Nnanji blushed again. "One of the barracks women, my liege. A slave. She's huge and ugly and tough as an old ox. Boobs like meal sacks, one eye gone. She makes bets that no man can rape her, no holds barre
d, and claims a perfect record." He giggled. "They say that some men lost more than they thought they were betting..."
"The girl of my dreams," Wallie said sleepily. "And the scratchers?"
"It's a tradition. We... the Seconds tell them that they have to prove their manhood. Every scratcher spends his first night with Wild Ani." He giggled again. "That was why I didn't hear the rest of the ballad."
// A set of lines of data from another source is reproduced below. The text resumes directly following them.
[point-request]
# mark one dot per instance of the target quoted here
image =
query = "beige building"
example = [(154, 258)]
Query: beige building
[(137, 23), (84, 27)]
"You don't need to tell me."
"It's all right," Nnanji said unashamedly. "She's a great woman, really. You want a she-dragon, she'll be a she-dragon, rough as you like. But with a scratcher she's patient and sympathetic... and helpful. Well, I mean, I didn't know where to... I mean, what to..." He grinned as the memories came back. Then he saw that his liege lord was already asleep.
††
On one side of the sword seven swordsmen fought with seven mythical beasts; on the other the same beasts were being fed, ridden, or comforted by seven maidens. No pose was repeated exactly, and even the expressions on the faces were distinct. Wallie could not guess how lines of such delicacy and artistry could have been inscribed in so hard a material.
The barracks was silent yet, and dawn was still drawing breath in the east, preparing to proclaim the day with fanfares of light. An anonymous blanket bundle lying across the doorway showed how a certain vassal's romantic ideas of duty had outweighed the attractions of a bed. A hank of red hair protruded at one end.
Wallie was lying in the vast feather bed, examining the god's sword at leisure and periodically wriggling luxuriously. His bruises had faded to the sort of pleasurable ache that can come from too much exercise; the throbbing in his feet was a mere whisper of what it had been. The World was his to enjoy as the demigod had told him. A few days to complete his healing and enlist a couple of good middlerank protégés, then he could be on his way to explore that World, to be valorous and honorable, and to await the revelation of his task. Yesterday he had awakened on slimy stone, facing sentence of death; today he floated in luxury and reveled in power and freedom.